Possibly the hardest part of ensuring well built structures is dealing with duplicate columns. Here are a couple of examples that demonstrate the proper way to resolve tables that contain duplicate columns.
Figure 2-7 illustrates an example of a table containing duplicate columns that supply reference information.
In this case, StaffLastName and StaffFirstName appear in the Classes table so that a person viewing the table can see the name of the instructor for a given class. These columns are unnecessary because of the one-to-many relationship that exists between the Classes and Staff tables. (A single staff member can teach any number of classes, but a single class is taught by one staff member.) StaffID establishes the relationship between these tables, and the relationship itself lets you view data from both tables simultaneously in an SQL query. With this in mind, you can confidently remove the StaffLastName and StaffFirstName columns from the Classes table without any adverse effects. Figure 2-8 shows the revised Classes table structure.
Keeping these unnecessary columns in the table automatically introduces a major problem with inconsistent data. You must ensure that the values of the StaffLastName and StaffFirstName columns in the Classes table always match their counterparts in the Staff table. For example, say a female staff member marries and decides to use her married name as her legal name from that day forward. Not only do you have to be certain to make the appropriate change to her row in the Staff table, but you must ensure that every occurrence of her name in the Classes table changes as well. Again, it’s possible to do this (at least, technically), but you’re working much harder than is necessary.

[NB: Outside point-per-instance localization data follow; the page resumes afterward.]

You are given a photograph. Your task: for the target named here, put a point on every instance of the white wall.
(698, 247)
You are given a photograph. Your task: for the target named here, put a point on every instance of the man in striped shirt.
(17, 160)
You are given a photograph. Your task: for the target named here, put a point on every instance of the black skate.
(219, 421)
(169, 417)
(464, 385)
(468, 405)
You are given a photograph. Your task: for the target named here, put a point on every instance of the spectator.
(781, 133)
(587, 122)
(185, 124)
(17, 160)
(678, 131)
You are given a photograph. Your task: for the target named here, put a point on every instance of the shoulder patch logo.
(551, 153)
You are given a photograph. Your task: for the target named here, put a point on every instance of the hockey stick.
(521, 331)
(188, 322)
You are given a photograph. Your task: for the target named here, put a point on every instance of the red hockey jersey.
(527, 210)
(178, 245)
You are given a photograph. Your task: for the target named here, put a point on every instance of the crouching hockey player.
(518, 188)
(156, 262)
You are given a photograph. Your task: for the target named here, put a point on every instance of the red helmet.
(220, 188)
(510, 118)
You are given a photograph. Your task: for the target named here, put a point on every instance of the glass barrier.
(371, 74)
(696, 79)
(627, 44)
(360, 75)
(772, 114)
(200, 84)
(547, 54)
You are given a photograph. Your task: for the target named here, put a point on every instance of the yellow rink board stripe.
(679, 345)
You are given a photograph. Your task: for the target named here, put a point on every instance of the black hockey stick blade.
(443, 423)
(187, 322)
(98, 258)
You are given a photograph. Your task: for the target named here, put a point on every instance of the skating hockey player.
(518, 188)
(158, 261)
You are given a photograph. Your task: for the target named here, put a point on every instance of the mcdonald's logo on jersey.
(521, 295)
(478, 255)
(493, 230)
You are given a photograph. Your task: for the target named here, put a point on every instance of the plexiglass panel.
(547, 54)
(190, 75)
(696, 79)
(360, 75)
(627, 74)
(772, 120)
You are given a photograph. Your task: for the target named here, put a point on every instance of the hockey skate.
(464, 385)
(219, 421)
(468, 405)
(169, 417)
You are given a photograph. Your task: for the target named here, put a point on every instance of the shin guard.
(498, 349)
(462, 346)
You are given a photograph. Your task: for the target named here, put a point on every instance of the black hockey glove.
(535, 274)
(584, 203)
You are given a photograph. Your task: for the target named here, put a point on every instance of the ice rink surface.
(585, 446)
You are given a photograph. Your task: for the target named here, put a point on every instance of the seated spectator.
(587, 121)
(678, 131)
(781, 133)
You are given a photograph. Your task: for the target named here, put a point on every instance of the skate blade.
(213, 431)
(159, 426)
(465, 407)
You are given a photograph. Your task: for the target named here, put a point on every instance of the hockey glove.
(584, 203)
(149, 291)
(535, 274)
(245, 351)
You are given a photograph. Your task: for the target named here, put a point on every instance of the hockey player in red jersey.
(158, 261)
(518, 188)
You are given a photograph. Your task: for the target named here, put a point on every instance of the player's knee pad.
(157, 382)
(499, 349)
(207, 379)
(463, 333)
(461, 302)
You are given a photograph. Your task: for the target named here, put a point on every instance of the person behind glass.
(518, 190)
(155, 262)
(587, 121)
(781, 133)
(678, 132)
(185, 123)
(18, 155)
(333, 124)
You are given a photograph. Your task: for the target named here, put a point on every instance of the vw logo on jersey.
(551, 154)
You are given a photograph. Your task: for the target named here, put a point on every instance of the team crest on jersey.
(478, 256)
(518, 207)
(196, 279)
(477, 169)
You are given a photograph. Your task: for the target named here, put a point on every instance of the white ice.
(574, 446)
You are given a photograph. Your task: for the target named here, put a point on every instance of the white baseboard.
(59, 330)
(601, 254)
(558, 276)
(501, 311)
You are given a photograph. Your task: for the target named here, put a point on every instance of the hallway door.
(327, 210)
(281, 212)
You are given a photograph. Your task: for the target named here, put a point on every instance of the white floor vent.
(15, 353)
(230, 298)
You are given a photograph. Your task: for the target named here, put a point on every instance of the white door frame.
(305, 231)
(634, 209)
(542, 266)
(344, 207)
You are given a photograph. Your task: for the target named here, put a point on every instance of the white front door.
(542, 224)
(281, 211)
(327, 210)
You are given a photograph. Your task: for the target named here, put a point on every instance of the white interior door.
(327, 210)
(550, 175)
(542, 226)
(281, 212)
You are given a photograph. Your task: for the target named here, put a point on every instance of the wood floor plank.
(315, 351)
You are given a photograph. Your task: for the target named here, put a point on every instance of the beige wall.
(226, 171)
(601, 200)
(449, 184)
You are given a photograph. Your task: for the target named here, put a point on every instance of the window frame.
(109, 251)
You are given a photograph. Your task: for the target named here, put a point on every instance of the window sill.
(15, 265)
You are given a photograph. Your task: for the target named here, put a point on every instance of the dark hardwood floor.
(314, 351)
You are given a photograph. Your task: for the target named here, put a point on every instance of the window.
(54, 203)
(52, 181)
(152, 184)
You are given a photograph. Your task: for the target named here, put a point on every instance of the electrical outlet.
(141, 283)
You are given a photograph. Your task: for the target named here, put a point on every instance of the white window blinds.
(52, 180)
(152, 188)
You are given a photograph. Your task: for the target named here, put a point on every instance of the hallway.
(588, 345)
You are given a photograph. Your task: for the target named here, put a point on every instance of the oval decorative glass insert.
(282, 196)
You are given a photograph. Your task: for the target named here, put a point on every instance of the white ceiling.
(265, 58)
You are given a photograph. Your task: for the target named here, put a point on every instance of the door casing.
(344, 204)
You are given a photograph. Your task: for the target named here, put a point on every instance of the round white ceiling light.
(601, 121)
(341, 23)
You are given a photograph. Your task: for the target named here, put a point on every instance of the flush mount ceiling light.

Besides, one of the major premises behind using a relational database is that you should enter a piece of data only once in the entire database. (The only exception to this rule is when you’re using a column to establish a relationship between two tables.) As always, the best course of action is to remove all duplicate columns from the tables in your database.
Figure 2-9 shows another clear example of a table containing duplicate columns. This example illustrates how duplicate columns are mistakenly used to indicate multiple occurrences of a particular type of value. In this case, the three Committee columns are ostensibly used to show the names of the committees in which the employee participates.
Figure 2-9 A table with duplicate columns used to indicate multiple occurrences of a particular type of value
It’s relatively easy to see why these duplicate columns will create problems. One problem concerns the actual number of Committee columns in the table. What if a few employees end up belonging to four committees? For that matter, how can you tell exactly how many Committee columns you’re going to need? If it turns out that several employees participate in more than three committees, you’ll need to add more Committee columns to the table.
A second problem pertains to retrieving information from the table. How do you retrieve those employees who are currently in the ISO 9000 committee? It’s not impossible, but you’ll have difficulty retrieving this information. You must execute three separate queries (or build a search condition that tests three separate columns) in order to answer the question accurately because you cannot be certain in which of the three Committee columns the value ISO 9000 is stored. Now you’re expending more time and effort than is truly necessary.
A third problem concerns sorting the data. You cannot sort the data by committee in any practical fashion, and there’s no way that you’ll get the committee names to line up correctly in alphabetical order. Although these might seem like minor problems, they can be quite frustrating when you’re trying to get an overall view of the data in some orderly manner.
If you study the Employees table in Figure 2-9 closely, you’ll soon realize that there is a many-to-many relationship between the employees and committees to which they belong. A single employee can belong to any number of committees, and a single committee can be composed of any number of employees. You can, therefore, resolve these duplicate columns in the same manner that you would resolve any other many-to-many relationship—by creating a linking table. In the case of the Employees table, create the linking table by using a copy of the primary key (EmployeeID) and a single Committee column. Give the new table an appropriate name, such as Committee_Members, designate both the EmployeeID and Committee columns as a composite primary key, remove the Committee columns from the Employees table, and you’re done. (You’ll learn more about primary keys later in this chapter.) Figure 2-10 shows the revised Employees table and the new Committee_Members table.
You’ve resolved the duplicate columns that were in the original Employees table, but you’re not quite finished yet. Keeping in mind that there is a many-to-many relationship between the employees and the committees to which they belong, you might very well ask, “Where is the Committees table?” There isn’t one—yet! Chances are that a committee has some other characteristics that you need to record, such as the name of the room where the committee meets and the day of the month that the meeting is held. It would be a good idea for you to create a real Committees table that includes columns such as CommitteeID, CommitteeName, MeetingRoom, and MeetingDay. When you finish creating the new table, replace the Committee column in the Committee_Members table with the CommitteeID column from the new Committees table. The final structures appear in Figure 2-11.
You gain a real advantage by structuring the tables in this manner because you can now associate a single member with any number of committees or a single committee with any number of employees. You can then use an SQL query to view information from all three tables simultaneously.
Let’s revisit the problem I mentioned earlier about multiple, though uniquely named, columns potentially being a set of duplicate columns. Consider the table shown in Figure 2-12.
What potential problems do you see? First, there’s wasted space in the table when an employee doesn’t have a particular type of phone. But there’s an even bigger problem. Can you guess what it is? What do you do if an employee has two home phones or a fax line? What about key employees who not only have a personal cell phone but also are given a cell phone by the company? The solution is to create a separate Phone_Numbers table and relate it back to the Employees table as shown in Figure 2-13.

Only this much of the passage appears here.